Слабо удивившись, «медвежатник» продел голову в ворот рубахи и глухо продолжил:
— Дядьку конем сшибли и копытами потоптали, ну и потом… Тоже не обделили. А агитаторов так и не поймали — вообще никого. Они же, суки, опытные! Две недели без малого дядя Илья с постели не вставал, пока прямо на ней и не отошел. Нас у тетки Матрены сразу девятеро оказалось: своих четыре пацана мал-мала, да мы с сеструхами и младшим братом пятериком пристегнулись. Ну, я по старой памяти при мастерских отирался… В восемнадцатом году вновь с казаками свиделся: когда они в нашу деревню с реквизициями заглянули. Шрам у меня на голове, тот, что за ухом — это от них памятка, ага. Всех парней и мужиков выпороли, девок и баб, кто не спрятался, снасильничали… Защитнички, бл!.. Почти весь хлеб и половину лошадей-коров забрали, зерна только на семена и оставили, да картошку в погребах. Ее выгребли уже ближе к середине зимы, когда деревенская голытьба и горькие пьяницы себя комбедом[8]объявили: вот то, что от казары осталось, они и экспроприировали… Бляди краснопузые.

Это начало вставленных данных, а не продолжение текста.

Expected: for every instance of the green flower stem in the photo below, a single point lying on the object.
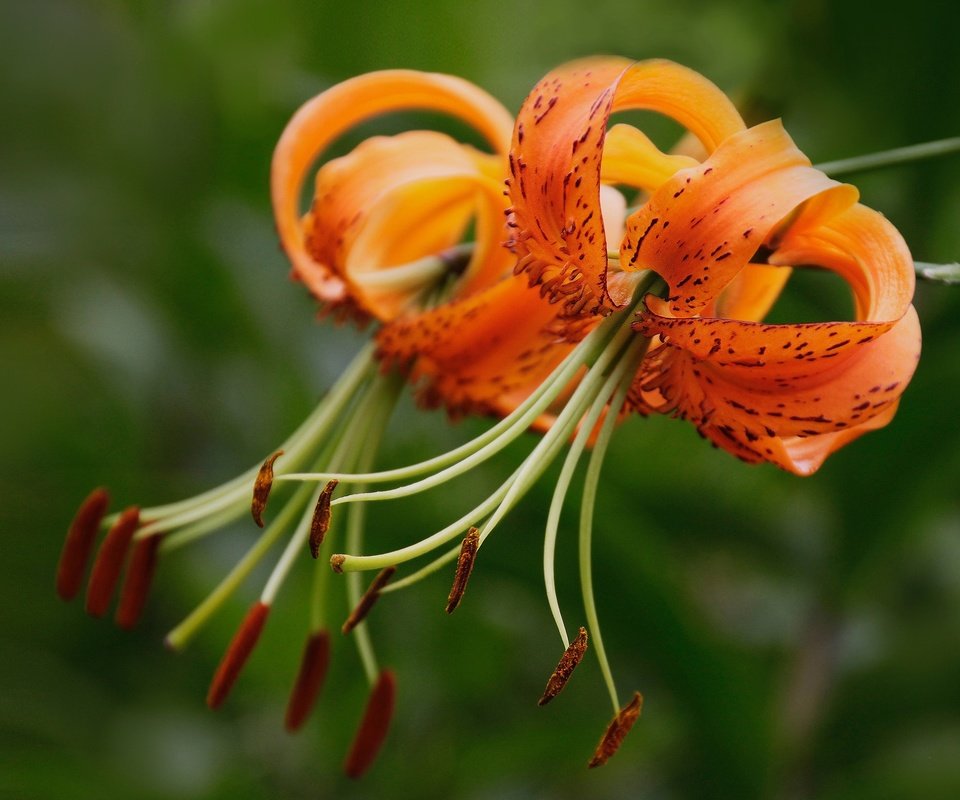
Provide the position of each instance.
(632, 361)
(887, 158)
(587, 426)
(521, 417)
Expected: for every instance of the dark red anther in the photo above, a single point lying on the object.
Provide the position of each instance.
(618, 728)
(78, 545)
(241, 646)
(261, 488)
(137, 580)
(373, 727)
(109, 562)
(313, 669)
(368, 600)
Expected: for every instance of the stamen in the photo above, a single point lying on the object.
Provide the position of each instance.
(321, 518)
(468, 554)
(618, 728)
(110, 557)
(368, 600)
(241, 646)
(79, 543)
(373, 726)
(313, 669)
(571, 657)
(136, 583)
(261, 488)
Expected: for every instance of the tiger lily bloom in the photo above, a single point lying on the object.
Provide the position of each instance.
(560, 332)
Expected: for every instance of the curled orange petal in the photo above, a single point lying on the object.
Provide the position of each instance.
(324, 118)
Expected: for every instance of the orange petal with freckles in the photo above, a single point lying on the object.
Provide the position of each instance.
(629, 157)
(702, 227)
(481, 354)
(557, 153)
(792, 394)
(328, 115)
(393, 201)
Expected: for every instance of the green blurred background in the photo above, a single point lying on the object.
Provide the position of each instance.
(794, 638)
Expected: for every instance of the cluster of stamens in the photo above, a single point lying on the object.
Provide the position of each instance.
(338, 442)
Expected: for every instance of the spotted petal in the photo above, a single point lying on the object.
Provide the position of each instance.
(792, 394)
(557, 156)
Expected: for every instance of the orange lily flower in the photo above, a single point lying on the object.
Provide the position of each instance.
(384, 218)
(788, 394)
(543, 335)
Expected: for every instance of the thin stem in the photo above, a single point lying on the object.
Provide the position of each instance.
(181, 635)
(938, 273)
(520, 418)
(587, 426)
(887, 158)
(630, 361)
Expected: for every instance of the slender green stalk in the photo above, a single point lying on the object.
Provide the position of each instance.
(631, 361)
(888, 158)
(520, 418)
(235, 494)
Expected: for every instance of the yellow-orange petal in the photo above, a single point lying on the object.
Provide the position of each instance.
(328, 115)
(556, 159)
(482, 354)
(703, 225)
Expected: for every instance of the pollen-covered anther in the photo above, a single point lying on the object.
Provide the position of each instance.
(618, 728)
(78, 545)
(109, 562)
(368, 600)
(261, 488)
(233, 661)
(137, 580)
(320, 523)
(373, 727)
(313, 670)
(468, 554)
(571, 657)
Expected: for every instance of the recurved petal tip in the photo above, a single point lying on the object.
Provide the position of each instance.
(618, 728)
(368, 600)
(79, 543)
(109, 562)
(313, 670)
(320, 523)
(373, 727)
(233, 661)
(468, 554)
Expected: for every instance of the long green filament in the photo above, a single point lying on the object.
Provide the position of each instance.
(587, 426)
(234, 496)
(591, 480)
(363, 460)
(517, 422)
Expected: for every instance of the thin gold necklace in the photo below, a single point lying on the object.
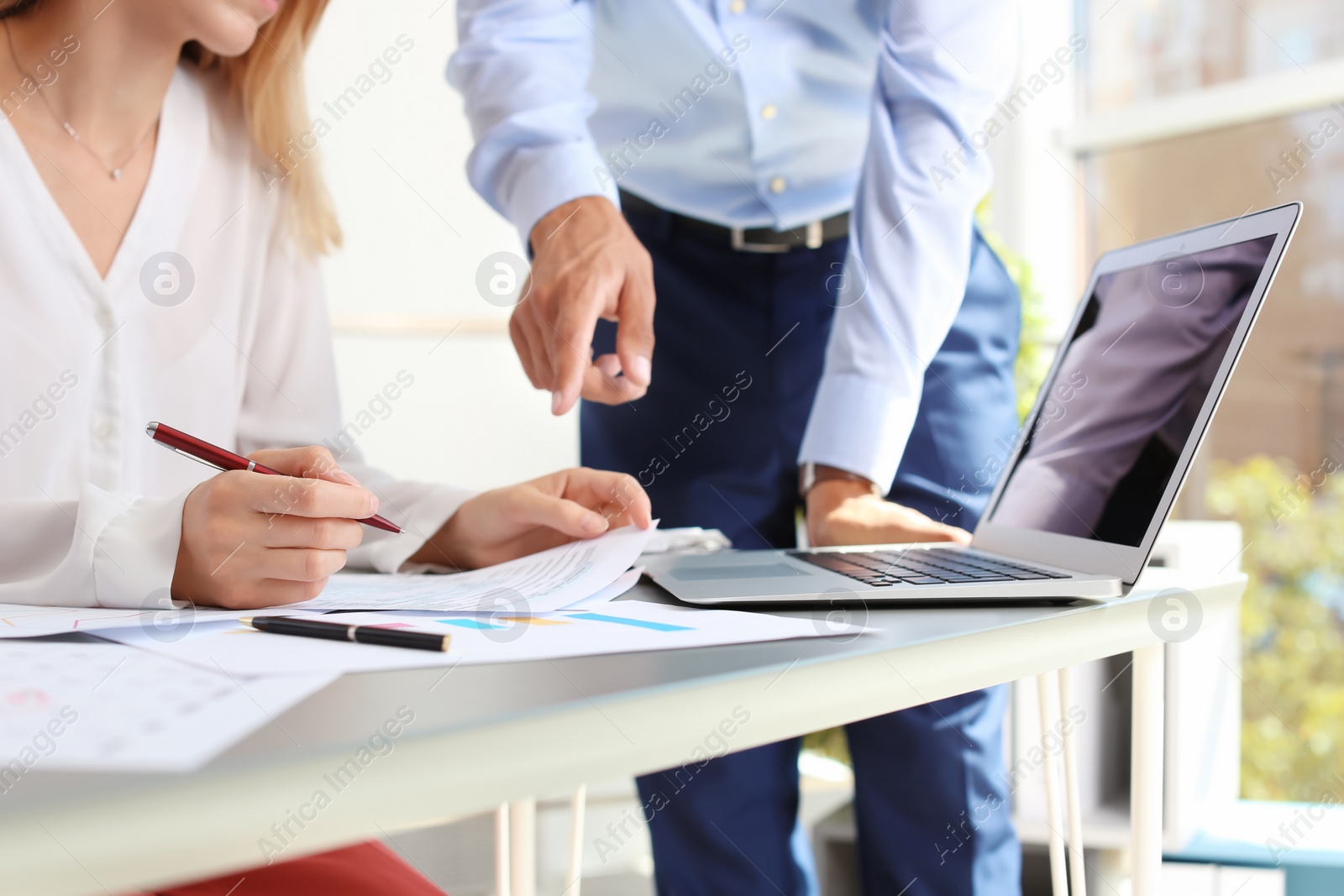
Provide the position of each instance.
(113, 170)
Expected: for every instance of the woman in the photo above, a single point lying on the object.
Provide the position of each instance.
(158, 264)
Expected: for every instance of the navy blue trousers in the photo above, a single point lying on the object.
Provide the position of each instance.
(741, 342)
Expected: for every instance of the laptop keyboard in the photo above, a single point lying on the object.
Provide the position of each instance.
(924, 566)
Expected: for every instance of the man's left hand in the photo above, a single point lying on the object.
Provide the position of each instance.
(523, 519)
(848, 512)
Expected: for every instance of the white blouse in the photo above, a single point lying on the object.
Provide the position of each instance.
(91, 510)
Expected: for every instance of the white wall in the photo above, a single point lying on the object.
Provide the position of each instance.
(414, 235)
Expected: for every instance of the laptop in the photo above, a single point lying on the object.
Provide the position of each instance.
(1097, 465)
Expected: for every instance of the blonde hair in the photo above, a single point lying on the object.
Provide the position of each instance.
(268, 83)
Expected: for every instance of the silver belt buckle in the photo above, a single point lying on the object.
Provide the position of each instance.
(812, 241)
(741, 244)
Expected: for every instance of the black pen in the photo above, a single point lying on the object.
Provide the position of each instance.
(360, 634)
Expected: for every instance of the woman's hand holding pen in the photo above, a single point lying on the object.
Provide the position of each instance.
(252, 540)
(533, 516)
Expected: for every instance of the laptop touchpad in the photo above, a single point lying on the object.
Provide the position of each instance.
(732, 571)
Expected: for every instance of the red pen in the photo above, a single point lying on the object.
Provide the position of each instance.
(223, 459)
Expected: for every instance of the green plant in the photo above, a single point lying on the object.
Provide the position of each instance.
(1292, 624)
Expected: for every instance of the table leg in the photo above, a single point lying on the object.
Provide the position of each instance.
(1146, 772)
(501, 852)
(1048, 700)
(1077, 868)
(578, 804)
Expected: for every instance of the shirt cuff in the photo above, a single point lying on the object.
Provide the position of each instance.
(134, 551)
(421, 511)
(860, 426)
(551, 177)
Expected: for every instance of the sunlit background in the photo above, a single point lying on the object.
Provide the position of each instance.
(1178, 113)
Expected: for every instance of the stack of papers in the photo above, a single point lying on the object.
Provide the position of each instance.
(105, 707)
(174, 688)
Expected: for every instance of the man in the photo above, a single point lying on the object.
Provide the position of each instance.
(801, 344)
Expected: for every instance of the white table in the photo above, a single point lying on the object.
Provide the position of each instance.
(483, 735)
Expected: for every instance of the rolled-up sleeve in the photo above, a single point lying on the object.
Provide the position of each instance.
(941, 69)
(522, 67)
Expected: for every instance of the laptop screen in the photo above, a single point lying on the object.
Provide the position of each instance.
(1126, 394)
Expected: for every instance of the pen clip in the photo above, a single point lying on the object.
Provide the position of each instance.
(192, 457)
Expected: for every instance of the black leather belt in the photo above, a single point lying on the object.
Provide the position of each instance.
(753, 239)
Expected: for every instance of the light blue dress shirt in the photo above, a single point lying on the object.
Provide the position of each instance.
(765, 113)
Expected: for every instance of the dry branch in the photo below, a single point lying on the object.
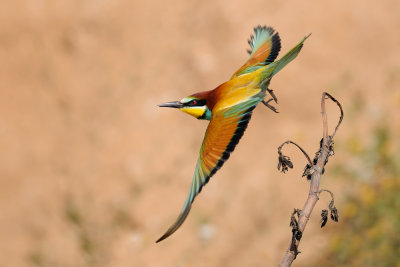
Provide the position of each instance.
(314, 170)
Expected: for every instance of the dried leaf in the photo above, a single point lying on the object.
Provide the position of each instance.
(324, 217)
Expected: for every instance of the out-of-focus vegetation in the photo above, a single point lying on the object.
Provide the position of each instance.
(369, 230)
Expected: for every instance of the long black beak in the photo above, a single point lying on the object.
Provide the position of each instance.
(173, 104)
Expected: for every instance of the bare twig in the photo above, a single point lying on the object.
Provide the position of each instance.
(317, 167)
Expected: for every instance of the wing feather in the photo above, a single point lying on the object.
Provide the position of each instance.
(265, 46)
(222, 135)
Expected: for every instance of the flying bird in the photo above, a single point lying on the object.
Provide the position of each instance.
(229, 108)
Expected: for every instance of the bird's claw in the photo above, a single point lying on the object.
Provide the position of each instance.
(269, 106)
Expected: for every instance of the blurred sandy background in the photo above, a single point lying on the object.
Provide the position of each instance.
(92, 172)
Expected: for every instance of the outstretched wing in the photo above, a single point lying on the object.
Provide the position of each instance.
(222, 135)
(265, 46)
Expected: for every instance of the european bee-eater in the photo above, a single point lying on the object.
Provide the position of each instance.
(229, 108)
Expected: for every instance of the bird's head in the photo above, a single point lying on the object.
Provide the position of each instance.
(192, 105)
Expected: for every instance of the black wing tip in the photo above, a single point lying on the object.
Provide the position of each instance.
(275, 39)
(275, 48)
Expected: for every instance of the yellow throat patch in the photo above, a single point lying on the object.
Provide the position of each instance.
(196, 111)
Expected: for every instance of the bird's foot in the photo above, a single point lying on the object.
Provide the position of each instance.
(271, 92)
(269, 106)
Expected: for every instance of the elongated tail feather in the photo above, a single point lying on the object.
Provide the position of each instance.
(179, 221)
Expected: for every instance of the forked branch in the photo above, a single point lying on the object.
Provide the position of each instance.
(314, 170)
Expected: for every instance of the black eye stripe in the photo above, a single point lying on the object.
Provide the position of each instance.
(196, 103)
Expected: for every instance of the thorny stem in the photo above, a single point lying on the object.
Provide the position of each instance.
(314, 191)
(302, 150)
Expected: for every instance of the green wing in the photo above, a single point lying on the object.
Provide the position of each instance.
(222, 135)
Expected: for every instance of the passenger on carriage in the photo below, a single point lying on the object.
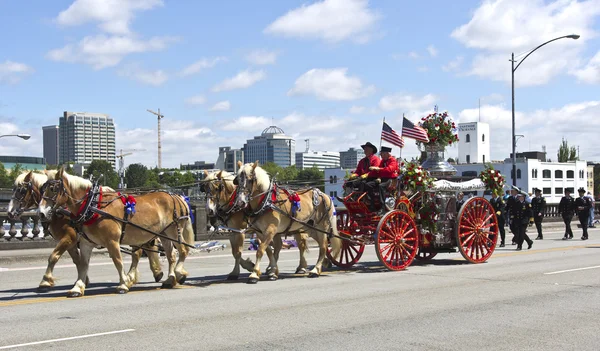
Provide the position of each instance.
(386, 172)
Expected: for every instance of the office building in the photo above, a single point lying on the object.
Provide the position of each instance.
(85, 137)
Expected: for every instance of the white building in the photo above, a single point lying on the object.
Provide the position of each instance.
(321, 159)
(552, 177)
(473, 142)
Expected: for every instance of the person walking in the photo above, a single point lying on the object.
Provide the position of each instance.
(522, 217)
(566, 208)
(538, 206)
(500, 207)
(583, 205)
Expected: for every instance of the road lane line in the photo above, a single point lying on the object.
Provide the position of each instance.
(66, 339)
(572, 270)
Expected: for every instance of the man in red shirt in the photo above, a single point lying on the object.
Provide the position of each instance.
(362, 175)
(385, 172)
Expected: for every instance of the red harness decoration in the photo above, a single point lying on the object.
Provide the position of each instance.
(95, 216)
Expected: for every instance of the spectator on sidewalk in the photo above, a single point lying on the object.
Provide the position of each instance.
(538, 206)
(566, 208)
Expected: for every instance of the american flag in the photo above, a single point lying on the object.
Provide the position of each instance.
(390, 135)
(410, 130)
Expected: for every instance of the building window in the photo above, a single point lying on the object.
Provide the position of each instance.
(547, 191)
(546, 174)
(558, 174)
(570, 174)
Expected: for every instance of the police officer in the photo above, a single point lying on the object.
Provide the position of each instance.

Сжав-разжав ладони в кулаки, сапожник поглядел на сильно побледневшие наколки-«перстни» на пальцах.
— По весне первыми от голода начали умирать старики и самые маленькие из детей, за ними те из взрослых, кто ослаб от болезней и холода. Тетка Матрена, чтобы мы выжили, сама своего младшего в хлеву… А мы потом его ели: она сказала, что где-то по случаю мясом разжилась, и…
Ефим медленно говорил и говорил, чувствуя, как в душе словно вскрылась застарелая рана, и вместе со словами из него выплескивается боль, застарелая тоска и подсердечная лютая злоба на тех, кто отнял у него все.
— … когда вернулся из Орла с жратвой, от нашего дома только головешки остались: в деревне каждый третий от брюшного тифа помер, да и оставшиеся — кто разбежался, кто в карантине, а оставшиеся понемногу сами доходили. Нашел на деревенском погосте общую могилу, попрощался, а потом на первом же поезде-товарняке махнул в первопрестольную. Через полгода повезло прибиться к старому вору Чепику: большого таланта человек был, любой фасонистый «медведь» на раз-два щелкал! Он из меня и «медвежатника» вырастил, и в «шпанское братство» путевку выписал. Н-да.
— А где научился обувь делать и шубы шить?